Physicians aren’t the only ones learning at the Goldring Center, however. There’s currently a waiting list for the center’s free community classes and programming has recently been extended to include chefs.
“We want to help change the future of healthcare,” says Sarris. “We want to do more than just tell people to eat more vegetables, we want to show them how to do it in a way that they’re going to love.”
What advice would you give young women? “Don’t limit yourself and don’t be afraid to put yourself out there. I haven’t had a traditional career path — for four years I was working three part-time jobs because I wasn’t sure what I wanted to do. What that did, though, was broaden my skill set, which made me more valuable to employers.”
Mayra E. Pineda
President and CEO of the Hispanic Chamber of Commerce of Louisiana
2017 was a big year for the Hispanic Chamber of Commerce of Louisiana (HCCL) — it was not only named “Chamber of the Year” by the United States Hispanic Chamber of Commerce, but “Partner Organization of the Year” by the Women’s Business Enterprise Council.
The awards represent just a few of many signs that chamber president and CEO Mayra Pineda says indicates the chamber is “on the right track” in terms of delivering on its mission to foster the economic development of Hispanic businesses in the state.
After serving as a board member at the HCCL’s inception in 1999 and chairing the board for three years, Pineda says by 2013 it was clear the chamber was not producing the value it could to its members.
“I had all these ideas and opinions, so the idea was sort of, ‘Why don’t you do it?’” she laughed.
Since Pineda took the reins in 2014, the HCCL has formed collaborations with organizations like Goldman Sachs, JEDCO and SBA; created its own workforce training center in Kenner; started a young professionals chapter; and launched an array of successful events, including its annual Women’s Business Symposium and Day of Empowerment.

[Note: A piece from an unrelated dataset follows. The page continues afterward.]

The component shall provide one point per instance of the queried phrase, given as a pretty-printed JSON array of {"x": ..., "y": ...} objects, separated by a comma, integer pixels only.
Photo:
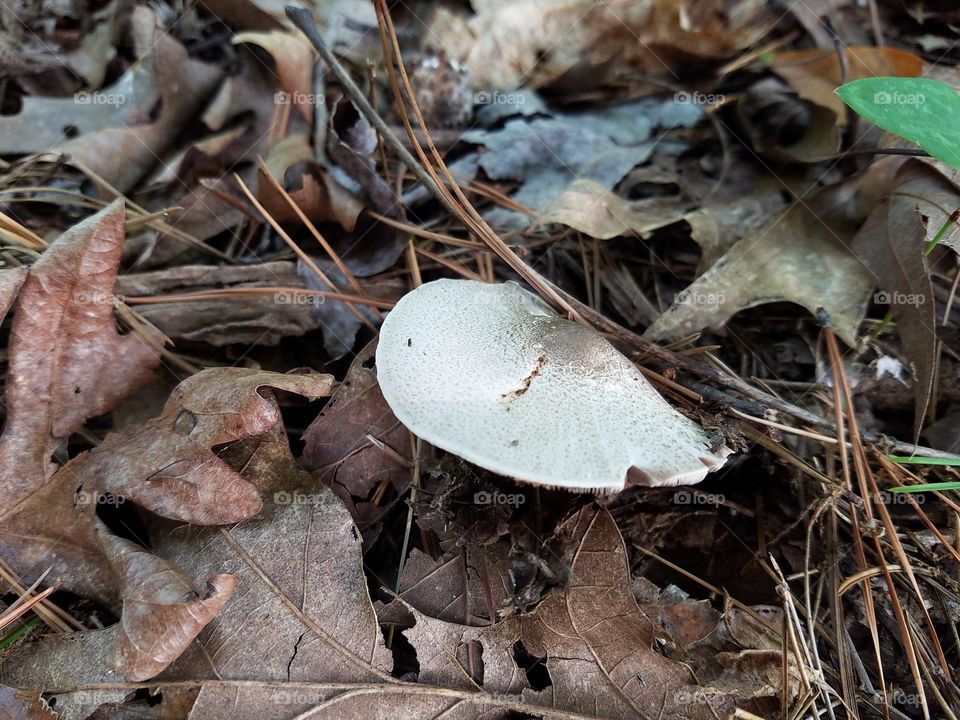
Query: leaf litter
[{"x": 204, "y": 225}]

“Our membership has tripled,” said Pineda, “and our sponsorships have really grown as well. Instead of calling people, they’re calling us now, which is pretty incredible.”
What advice would you give young women? “Never underestimate your potential and dream big. Think of life as a journey for which you prepare for academically, but never forget kindness, solidarity, tolerance and to give back along the way. Surround yourself with women you admire; seek advice and learn to listen. You will find that successful and accomplished women thrive on lifting other women.”